Revivifier le triangle de Weimar

De l’avis général, Stéphane Séjourné semble plutôt doué pour les contacts interpersonnels, y compris dans ce contexte multiculturel. Au Parlement européen, malgré un anglais hésitant (mais un excellent espagnol), il jouit d’une réputation de simplicité et d’humilité rare pour un Français. "Ce n’est pas un érudit ou un grand penseur avec une vision, mais en trois minutes, il est capable d’établir un lien aussi bien avec un assistant parlementaire qu’avec un dirigeant, raconte un familier de l’institution.

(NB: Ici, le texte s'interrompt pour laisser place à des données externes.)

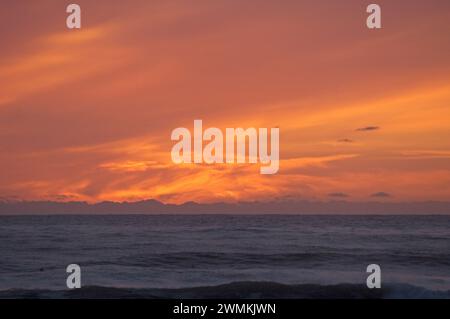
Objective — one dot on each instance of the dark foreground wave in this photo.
(238, 290)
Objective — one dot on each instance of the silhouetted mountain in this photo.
(274, 207)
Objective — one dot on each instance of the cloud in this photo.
(345, 140)
(340, 195)
(367, 128)
(381, 195)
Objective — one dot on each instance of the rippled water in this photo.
(137, 251)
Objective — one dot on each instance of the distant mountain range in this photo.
(274, 207)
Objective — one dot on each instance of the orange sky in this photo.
(87, 114)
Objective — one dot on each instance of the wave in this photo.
(236, 290)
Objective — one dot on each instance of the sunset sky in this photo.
(87, 114)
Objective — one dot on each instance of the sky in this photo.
(364, 115)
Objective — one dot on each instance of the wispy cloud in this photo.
(367, 128)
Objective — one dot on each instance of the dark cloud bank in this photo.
(275, 207)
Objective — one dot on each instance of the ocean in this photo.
(224, 256)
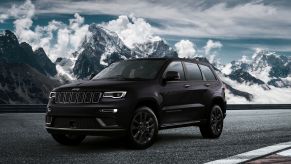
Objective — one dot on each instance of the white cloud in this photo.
(132, 30)
(185, 49)
(57, 38)
(191, 18)
(3, 17)
(210, 45)
(210, 50)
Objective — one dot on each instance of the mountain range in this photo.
(27, 76)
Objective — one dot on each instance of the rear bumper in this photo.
(93, 132)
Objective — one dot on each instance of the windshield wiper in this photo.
(114, 77)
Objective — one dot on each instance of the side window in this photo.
(178, 67)
(193, 71)
(208, 74)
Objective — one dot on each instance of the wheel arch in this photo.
(151, 103)
(220, 102)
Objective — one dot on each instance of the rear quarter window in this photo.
(193, 71)
(207, 72)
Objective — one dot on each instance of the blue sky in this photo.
(240, 26)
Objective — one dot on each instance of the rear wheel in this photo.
(143, 128)
(67, 139)
(214, 125)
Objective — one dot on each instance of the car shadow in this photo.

Une capacité qui va de pair avec un vrai sens tactique et une réelle expérience de la négociation." Des qualités dont il aura bien besoin pour faire avancer les intérêts de la France à l’étranger.

Après un premier déplacement réservé à l’Ukraine ce week-end, le nouveau patron de la diplomatie se rendra à Berlin ce dimanche et à Varsovie le lendemain afin de revivifier le Triangle de Weimar. Ce sera l’occasion de retrouver le nouveau ministre polonais de centre-droit, Radek Sikorski, qui, lui aussi, était encore assis sur les bancs du Parlement européen il y a quelques mois.